How to Center Your ‘Self’ in the Moment

Both psilocybin and mindfulness practices can help us to find ourselves where we are. Introducing them into your self-care routine is a positive way to encourage you to treat yourself with grace and kindness. There are also many thought exercises and ways of thinking you can introduce into your routine. Here are some key ideas to center when reconnecting with your present self.  

Stop, you are right here

You might be living your life in a state of go-go-go. Many people only stop when they’re forced to — due to a burnout, or a health issue, after stern words from their doctor. As soon as you stop rushing around you can find yourself here, in the present moment. It’s the first step towards returning to yourself. 

Over ‘there’ is just another ‘here’

Know that even when you get to where you strived to go, you will still be ‘here’. In many ways this is liberating — life is not a problem to be solved, or a game to win — you will always come back to yourself. 

Learn to love and work with what you already have

Learning new skills and working towards self-improvement is a truly worthwhile goal. However, we often forget to appreciate the skills and specialities we already have. Take a minute to list all the things you are good at. Would you enjoy using these skills more? Or sharing them with others?

Acknowledge that now is now

Mindfulness is not about trying to change how you are feeling, or what is happening to you. It is about acknowledging your present moment. Sit with your feelings, wait, watch, and feel yourself become aware. This is actually quite a difficult thing for many people to do. It is tempting to fight your feelings, or attempt to reshape them into something you think they ‘should’ be. Resist these urges. You are an observer, finding yourself in the present moment. And this moment is exactly where you want to be. 

This moment is already complete

Nothing else needs to happen for this moment to be complete. Without adding or taking anything away the moment is ‘perfect’. Even difficult moments are perfect. Immersion in the moment leads to inner peace. 

Storms don’t last forever

None of our problems are permanent. As they say, ‘this too shall pass’. As storms blow themselves out, new trials and joys will present themselves 

You are not ruled by your impulses

We have many thoughts.

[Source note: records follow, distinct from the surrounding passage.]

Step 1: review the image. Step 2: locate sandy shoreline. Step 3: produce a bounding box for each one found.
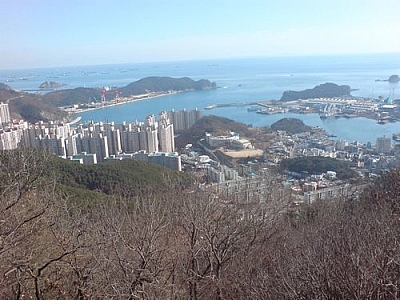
[61,92,174,116]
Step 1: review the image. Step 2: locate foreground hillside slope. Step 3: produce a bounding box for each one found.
[0,150,400,299]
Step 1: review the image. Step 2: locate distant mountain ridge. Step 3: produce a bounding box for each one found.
[281,82,351,101]
[41,76,217,107]
[119,76,217,96]
[0,77,217,123]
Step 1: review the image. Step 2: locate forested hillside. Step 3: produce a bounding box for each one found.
[0,150,400,299]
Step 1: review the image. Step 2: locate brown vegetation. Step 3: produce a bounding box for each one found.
[0,151,400,299]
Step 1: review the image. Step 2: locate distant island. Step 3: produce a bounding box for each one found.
[42,76,217,107]
[375,75,400,83]
[119,76,217,97]
[280,82,351,101]
[0,77,217,123]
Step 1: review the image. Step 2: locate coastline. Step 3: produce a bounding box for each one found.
[60,91,179,116]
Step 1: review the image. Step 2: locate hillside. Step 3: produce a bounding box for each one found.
[0,88,67,123]
[281,82,351,101]
[47,157,191,197]
[41,77,216,107]
[40,87,101,107]
[0,149,400,300]
[281,156,357,179]
[119,77,216,96]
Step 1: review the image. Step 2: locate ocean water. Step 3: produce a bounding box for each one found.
[0,53,400,143]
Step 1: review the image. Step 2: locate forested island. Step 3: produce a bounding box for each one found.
[0,77,217,123]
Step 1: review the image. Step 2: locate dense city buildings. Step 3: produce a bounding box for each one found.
[0,104,195,170]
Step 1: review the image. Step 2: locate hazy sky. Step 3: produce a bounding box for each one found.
[0,0,400,69]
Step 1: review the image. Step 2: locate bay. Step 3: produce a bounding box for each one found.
[0,54,400,143]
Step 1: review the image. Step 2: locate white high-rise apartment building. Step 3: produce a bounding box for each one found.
[0,102,11,123]
[376,136,392,153]
[158,111,175,152]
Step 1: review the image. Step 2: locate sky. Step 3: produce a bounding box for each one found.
[0,0,400,69]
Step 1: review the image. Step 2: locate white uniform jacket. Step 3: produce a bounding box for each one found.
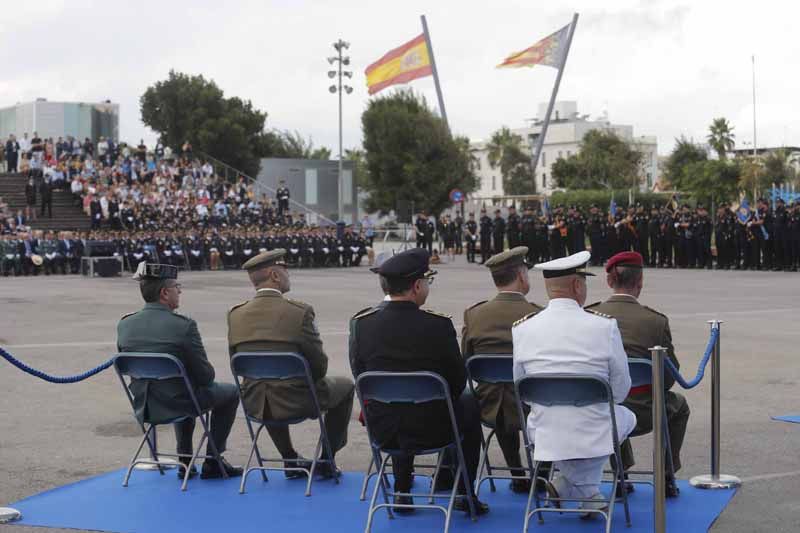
[512,298,636,461]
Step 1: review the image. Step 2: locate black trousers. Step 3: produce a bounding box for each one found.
[174,381,239,455]
[392,391,483,494]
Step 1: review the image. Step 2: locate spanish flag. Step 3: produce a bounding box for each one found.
[364,34,432,94]
[497,24,572,68]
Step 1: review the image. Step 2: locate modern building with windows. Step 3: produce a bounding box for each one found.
[471,101,658,198]
[257,158,358,224]
[0,98,119,144]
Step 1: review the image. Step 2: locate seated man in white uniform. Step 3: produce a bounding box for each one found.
[512,252,636,518]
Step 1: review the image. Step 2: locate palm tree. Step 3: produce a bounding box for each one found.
[706,117,736,159]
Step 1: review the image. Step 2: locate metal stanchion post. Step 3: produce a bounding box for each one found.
[689,320,742,489]
[650,346,667,533]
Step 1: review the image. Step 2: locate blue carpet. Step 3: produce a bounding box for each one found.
[772,415,800,424]
[13,470,734,533]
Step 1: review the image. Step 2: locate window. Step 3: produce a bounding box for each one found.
[306,168,317,205]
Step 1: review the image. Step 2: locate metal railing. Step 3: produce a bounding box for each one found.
[195,150,336,226]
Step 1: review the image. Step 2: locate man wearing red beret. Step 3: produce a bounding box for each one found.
[587,252,689,497]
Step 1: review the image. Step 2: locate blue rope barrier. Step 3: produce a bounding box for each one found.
[0,348,114,383]
[664,326,719,389]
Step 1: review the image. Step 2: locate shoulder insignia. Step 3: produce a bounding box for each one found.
[467,300,489,311]
[584,308,614,318]
[422,309,453,320]
[351,307,378,320]
[642,305,668,318]
[511,311,539,328]
[228,300,250,314]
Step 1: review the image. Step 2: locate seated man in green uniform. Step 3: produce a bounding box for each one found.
[117,262,242,479]
[228,248,355,478]
[587,252,689,498]
[461,246,542,494]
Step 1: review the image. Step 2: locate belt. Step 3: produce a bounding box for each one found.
[628,385,652,396]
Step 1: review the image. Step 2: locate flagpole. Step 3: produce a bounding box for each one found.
[419,15,450,131]
[533,13,578,190]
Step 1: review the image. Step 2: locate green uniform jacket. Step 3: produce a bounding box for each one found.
[461,292,542,430]
[117,303,214,423]
[228,290,329,420]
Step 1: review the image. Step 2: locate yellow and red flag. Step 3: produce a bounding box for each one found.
[364,34,432,94]
[497,24,572,68]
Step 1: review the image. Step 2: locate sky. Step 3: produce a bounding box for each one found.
[0,0,800,154]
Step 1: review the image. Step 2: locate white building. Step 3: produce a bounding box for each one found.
[471,101,658,198]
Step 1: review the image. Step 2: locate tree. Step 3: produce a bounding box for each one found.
[361,90,477,214]
[706,117,736,159]
[486,126,536,194]
[664,136,708,191]
[139,70,275,176]
[551,130,643,189]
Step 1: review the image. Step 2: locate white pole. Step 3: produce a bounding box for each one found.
[533,13,578,188]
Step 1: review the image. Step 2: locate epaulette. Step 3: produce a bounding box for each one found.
[228,300,250,314]
[583,308,614,318]
[350,307,378,320]
[423,309,453,320]
[467,300,489,311]
[511,311,539,328]
[642,305,669,320]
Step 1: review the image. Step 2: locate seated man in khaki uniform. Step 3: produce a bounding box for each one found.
[586,252,689,498]
[228,248,354,478]
[461,246,542,494]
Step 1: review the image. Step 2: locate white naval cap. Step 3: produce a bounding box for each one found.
[534,251,594,279]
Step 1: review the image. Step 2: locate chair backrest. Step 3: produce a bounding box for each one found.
[628,357,653,387]
[467,354,514,384]
[114,352,186,380]
[515,374,613,407]
[356,372,450,403]
[231,352,311,380]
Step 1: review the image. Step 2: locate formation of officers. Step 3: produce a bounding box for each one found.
[117,246,689,518]
[0,226,372,276]
[415,198,800,271]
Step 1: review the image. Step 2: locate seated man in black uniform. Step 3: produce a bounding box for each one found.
[350,248,489,514]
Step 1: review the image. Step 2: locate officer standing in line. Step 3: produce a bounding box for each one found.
[586,252,689,498]
[506,205,520,248]
[461,246,542,494]
[479,207,494,264]
[464,213,478,263]
[117,262,242,479]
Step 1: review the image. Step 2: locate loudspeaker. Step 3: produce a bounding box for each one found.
[395,200,414,224]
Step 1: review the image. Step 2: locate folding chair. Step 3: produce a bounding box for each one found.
[114,352,228,491]
[356,372,477,533]
[467,354,530,496]
[626,358,675,484]
[514,373,631,533]
[231,352,339,496]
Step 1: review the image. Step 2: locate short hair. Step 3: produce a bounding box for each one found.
[614,266,642,289]
[492,265,528,287]
[381,276,417,296]
[139,279,165,303]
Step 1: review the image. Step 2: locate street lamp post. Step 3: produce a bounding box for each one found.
[328,39,353,221]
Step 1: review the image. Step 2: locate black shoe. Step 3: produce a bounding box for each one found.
[200,457,244,479]
[509,479,532,494]
[453,497,489,516]
[283,455,311,479]
[665,478,681,498]
[392,496,415,514]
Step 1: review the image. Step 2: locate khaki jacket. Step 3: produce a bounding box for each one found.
[228,291,329,420]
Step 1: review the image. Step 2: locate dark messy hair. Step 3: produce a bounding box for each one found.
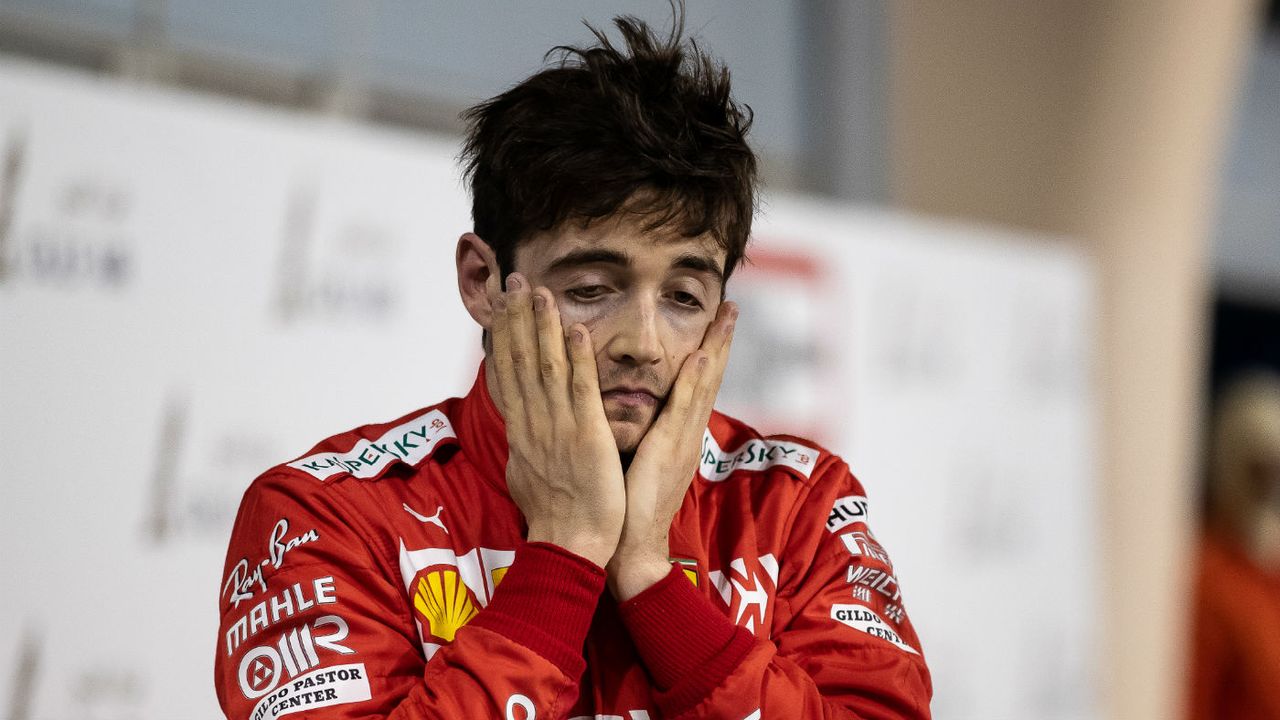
[461,4,756,279]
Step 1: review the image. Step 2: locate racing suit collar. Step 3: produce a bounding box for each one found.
[458,361,508,495]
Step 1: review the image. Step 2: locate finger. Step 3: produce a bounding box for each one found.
[485,273,524,425]
[507,273,547,419]
[664,302,737,433]
[653,350,709,432]
[532,287,572,418]
[692,302,739,424]
[568,323,608,423]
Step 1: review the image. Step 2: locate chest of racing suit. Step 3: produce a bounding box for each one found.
[215,363,932,720]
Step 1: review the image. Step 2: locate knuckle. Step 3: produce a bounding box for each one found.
[538,357,561,378]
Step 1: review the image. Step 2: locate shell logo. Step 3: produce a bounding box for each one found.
[413,569,479,642]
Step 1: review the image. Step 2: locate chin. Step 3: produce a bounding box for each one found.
[609,419,650,455]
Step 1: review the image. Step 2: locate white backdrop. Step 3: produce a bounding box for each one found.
[0,58,1105,720]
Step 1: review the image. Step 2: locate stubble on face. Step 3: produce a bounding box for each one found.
[516,217,724,461]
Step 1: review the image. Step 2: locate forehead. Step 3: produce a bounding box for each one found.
[515,215,726,275]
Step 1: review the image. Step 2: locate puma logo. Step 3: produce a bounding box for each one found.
[403,502,449,534]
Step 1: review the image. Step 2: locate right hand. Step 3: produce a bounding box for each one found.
[485,273,626,568]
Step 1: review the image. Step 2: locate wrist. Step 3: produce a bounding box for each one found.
[605,552,671,602]
[525,525,617,569]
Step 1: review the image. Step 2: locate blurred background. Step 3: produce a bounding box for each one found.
[0,0,1280,720]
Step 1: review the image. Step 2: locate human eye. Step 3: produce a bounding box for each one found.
[671,290,703,310]
[564,284,609,302]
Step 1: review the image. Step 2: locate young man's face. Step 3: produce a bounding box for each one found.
[515,212,726,454]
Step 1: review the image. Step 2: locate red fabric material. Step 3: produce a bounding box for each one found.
[214,366,932,720]
[471,542,604,678]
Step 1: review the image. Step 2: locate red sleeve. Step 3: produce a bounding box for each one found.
[214,475,604,720]
[621,459,932,720]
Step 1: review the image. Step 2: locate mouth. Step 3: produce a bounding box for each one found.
[600,387,658,407]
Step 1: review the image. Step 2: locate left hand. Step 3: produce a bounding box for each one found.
[608,302,739,601]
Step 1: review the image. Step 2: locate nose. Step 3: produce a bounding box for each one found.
[605,297,663,366]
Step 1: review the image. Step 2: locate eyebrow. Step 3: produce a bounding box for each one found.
[547,249,724,284]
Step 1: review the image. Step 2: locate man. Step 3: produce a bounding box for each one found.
[1188,370,1280,720]
[216,12,931,720]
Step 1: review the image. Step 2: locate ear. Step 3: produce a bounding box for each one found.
[453,232,498,329]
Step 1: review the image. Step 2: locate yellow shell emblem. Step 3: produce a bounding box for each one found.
[413,570,479,642]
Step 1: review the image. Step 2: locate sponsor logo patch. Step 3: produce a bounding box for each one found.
[399,541,516,660]
[698,429,818,483]
[831,605,919,655]
[227,575,338,657]
[288,410,457,480]
[707,553,778,637]
[667,557,698,588]
[223,518,320,607]
[827,495,870,533]
[250,662,372,720]
[845,565,902,602]
[840,530,893,570]
[237,615,355,700]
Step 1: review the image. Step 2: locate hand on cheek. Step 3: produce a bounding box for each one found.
[608,302,737,601]
[485,274,626,566]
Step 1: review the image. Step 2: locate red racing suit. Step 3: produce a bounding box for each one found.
[215,368,932,720]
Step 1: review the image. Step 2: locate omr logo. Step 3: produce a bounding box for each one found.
[413,569,481,642]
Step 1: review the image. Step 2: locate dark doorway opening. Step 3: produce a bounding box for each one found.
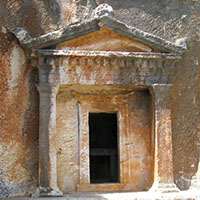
[89,113,119,183]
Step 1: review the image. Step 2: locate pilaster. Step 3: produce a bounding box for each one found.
[150,84,179,192]
[37,84,62,196]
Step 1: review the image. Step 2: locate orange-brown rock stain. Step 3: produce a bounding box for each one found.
[57,89,153,192]
[0,34,38,195]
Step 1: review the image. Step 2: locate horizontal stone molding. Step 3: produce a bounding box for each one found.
[37,50,181,60]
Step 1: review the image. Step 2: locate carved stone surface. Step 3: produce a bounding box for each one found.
[37,84,62,196]
[150,84,179,192]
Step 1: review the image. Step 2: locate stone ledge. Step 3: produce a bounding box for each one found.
[4,190,200,200]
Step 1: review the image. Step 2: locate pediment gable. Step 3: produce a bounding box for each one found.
[56,28,153,52]
[12,4,186,55]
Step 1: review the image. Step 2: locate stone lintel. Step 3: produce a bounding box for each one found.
[37,84,62,196]
[150,84,179,192]
[37,50,181,60]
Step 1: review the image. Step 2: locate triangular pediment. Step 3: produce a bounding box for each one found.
[56,28,152,52]
[12,5,186,54]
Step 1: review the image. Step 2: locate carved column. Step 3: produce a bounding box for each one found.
[37,84,62,196]
[150,84,179,192]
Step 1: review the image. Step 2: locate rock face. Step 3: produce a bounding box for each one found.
[0,0,200,197]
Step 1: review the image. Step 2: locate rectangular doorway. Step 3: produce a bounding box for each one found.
[89,113,119,183]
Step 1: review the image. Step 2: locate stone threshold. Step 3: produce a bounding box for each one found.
[3,190,200,200]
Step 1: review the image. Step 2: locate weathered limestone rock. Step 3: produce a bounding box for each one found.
[150,84,179,192]
[37,85,62,196]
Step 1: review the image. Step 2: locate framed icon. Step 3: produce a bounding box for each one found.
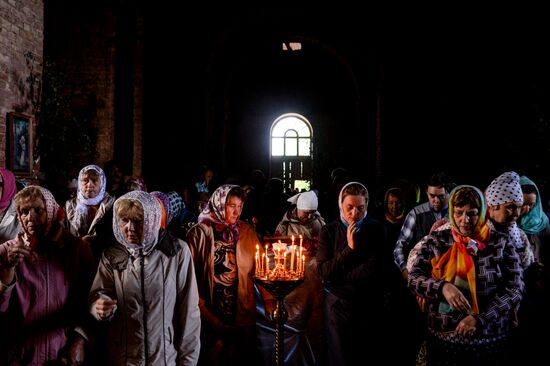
[6,112,33,175]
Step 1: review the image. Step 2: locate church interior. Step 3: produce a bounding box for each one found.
[0,0,550,200]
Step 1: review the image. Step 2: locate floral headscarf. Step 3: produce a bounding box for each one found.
[74,165,107,231]
[0,168,17,210]
[518,176,548,234]
[199,184,240,243]
[113,191,162,252]
[17,185,65,245]
[432,185,491,314]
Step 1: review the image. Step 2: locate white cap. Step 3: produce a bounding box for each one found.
[287,191,319,211]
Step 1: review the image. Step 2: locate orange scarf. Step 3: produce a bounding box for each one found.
[432,224,490,315]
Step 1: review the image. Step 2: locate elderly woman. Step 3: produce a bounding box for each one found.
[408,185,524,365]
[0,186,95,365]
[187,184,274,365]
[90,191,200,365]
[65,165,115,258]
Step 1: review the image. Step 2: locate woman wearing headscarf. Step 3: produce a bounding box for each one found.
[0,168,19,243]
[65,165,115,259]
[317,182,404,365]
[408,185,524,366]
[0,186,96,365]
[187,184,274,365]
[275,191,325,239]
[513,176,550,365]
[90,191,200,365]
[258,191,325,366]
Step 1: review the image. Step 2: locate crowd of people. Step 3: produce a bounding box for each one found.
[0,162,550,366]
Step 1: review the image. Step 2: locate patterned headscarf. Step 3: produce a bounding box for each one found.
[17,185,65,245]
[168,191,185,224]
[74,165,107,231]
[113,191,162,253]
[485,172,525,248]
[432,185,491,314]
[518,176,548,234]
[151,191,170,229]
[485,172,523,206]
[338,182,369,227]
[199,184,240,243]
[0,168,17,210]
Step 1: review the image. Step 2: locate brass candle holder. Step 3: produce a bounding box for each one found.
[254,237,305,366]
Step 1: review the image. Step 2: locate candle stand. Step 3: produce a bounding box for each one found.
[254,277,304,366]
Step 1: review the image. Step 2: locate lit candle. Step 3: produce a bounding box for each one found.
[290,243,296,271]
[255,244,260,276]
[265,244,269,276]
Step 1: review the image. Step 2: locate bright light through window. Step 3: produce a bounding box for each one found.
[282,42,302,51]
[271,114,311,156]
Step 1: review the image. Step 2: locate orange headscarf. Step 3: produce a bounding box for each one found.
[432,185,491,314]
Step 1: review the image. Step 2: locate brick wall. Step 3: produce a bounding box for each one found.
[0,0,44,172]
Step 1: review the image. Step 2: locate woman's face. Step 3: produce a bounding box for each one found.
[118,213,143,245]
[80,174,101,198]
[453,203,479,236]
[17,199,48,237]
[342,195,367,224]
[225,196,243,225]
[388,193,403,217]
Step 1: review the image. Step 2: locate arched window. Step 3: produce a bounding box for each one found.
[271,113,311,156]
[271,113,313,192]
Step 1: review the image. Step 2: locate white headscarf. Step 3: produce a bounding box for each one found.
[287,191,319,211]
[74,165,107,232]
[113,191,162,252]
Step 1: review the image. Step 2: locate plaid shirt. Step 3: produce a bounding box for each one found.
[393,202,449,272]
[408,229,524,338]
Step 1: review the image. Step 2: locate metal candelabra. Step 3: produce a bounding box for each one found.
[254,277,304,366]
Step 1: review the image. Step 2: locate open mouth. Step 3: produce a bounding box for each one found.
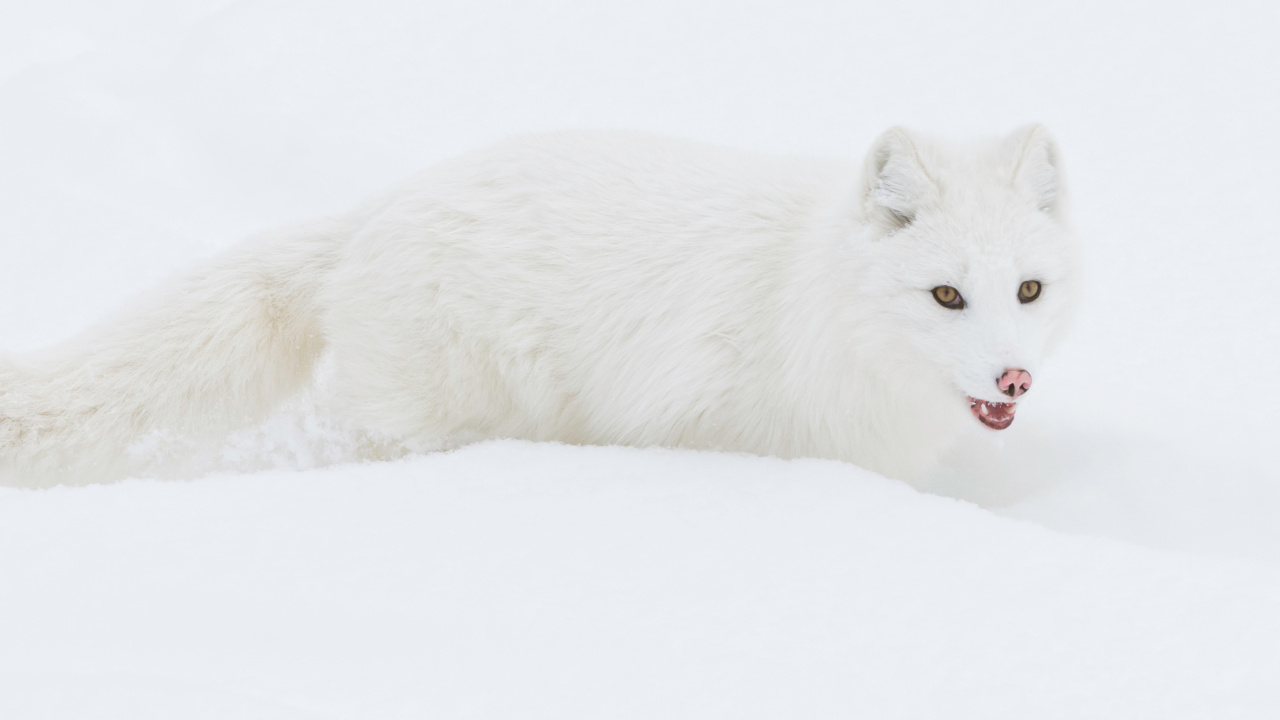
[969,397,1018,430]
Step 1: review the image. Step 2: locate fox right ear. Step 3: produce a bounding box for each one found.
[863,128,938,232]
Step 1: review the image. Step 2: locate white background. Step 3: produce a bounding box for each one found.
[0,0,1280,717]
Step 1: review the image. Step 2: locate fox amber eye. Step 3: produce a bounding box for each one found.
[933,284,964,310]
[1018,281,1039,305]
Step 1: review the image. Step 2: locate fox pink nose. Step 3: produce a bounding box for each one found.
[996,368,1032,397]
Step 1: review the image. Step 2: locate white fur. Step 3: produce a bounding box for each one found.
[0,127,1074,482]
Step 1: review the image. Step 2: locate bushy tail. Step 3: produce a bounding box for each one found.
[0,215,351,484]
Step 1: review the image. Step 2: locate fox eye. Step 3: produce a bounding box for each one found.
[1018,281,1039,305]
[933,284,964,310]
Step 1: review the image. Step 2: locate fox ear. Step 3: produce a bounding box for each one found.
[863,128,938,232]
[1006,126,1066,217]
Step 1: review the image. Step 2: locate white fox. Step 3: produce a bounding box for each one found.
[0,126,1076,483]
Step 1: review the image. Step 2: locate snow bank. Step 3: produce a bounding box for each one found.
[0,442,1280,720]
[0,0,1280,707]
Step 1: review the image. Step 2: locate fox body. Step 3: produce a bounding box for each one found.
[0,127,1075,482]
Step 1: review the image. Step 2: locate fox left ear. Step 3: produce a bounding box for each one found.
[1005,124,1066,218]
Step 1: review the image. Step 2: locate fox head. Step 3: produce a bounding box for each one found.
[860,126,1076,429]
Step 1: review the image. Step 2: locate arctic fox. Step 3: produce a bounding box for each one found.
[0,126,1075,483]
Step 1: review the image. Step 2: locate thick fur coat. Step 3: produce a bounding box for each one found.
[0,127,1075,482]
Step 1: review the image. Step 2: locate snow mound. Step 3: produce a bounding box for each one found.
[0,442,1280,720]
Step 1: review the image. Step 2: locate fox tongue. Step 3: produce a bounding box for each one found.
[969,397,1018,430]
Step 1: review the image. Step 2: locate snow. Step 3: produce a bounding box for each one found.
[0,0,1280,719]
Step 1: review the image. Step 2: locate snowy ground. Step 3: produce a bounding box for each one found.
[0,0,1280,719]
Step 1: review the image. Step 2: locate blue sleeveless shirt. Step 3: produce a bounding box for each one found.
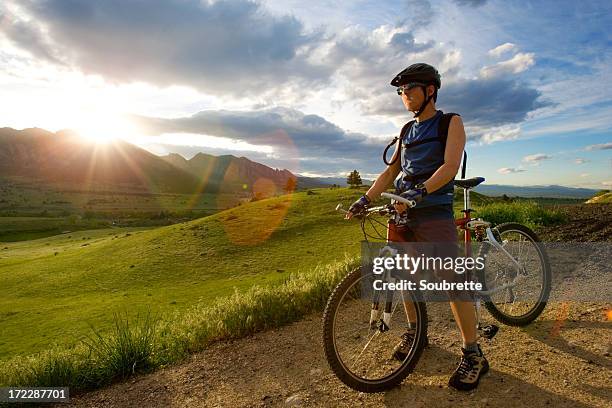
[395,111,454,208]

Serious thoughts, silly thoughts, reactionary thoughts, angry thoughts. We do not have to grab onto, and act on, all of them. Being able to check in with yourself, in the moment means you can filter the thoughts and impulses for the ones that are useful to you. This way you can shape your present. 

You are already complete

Just as the moment does not need anything added or taken away to be ‘perfect’ and complete, neither do you. You are you, and that is enough. Whether you change, or stay the same you are still ‘here’.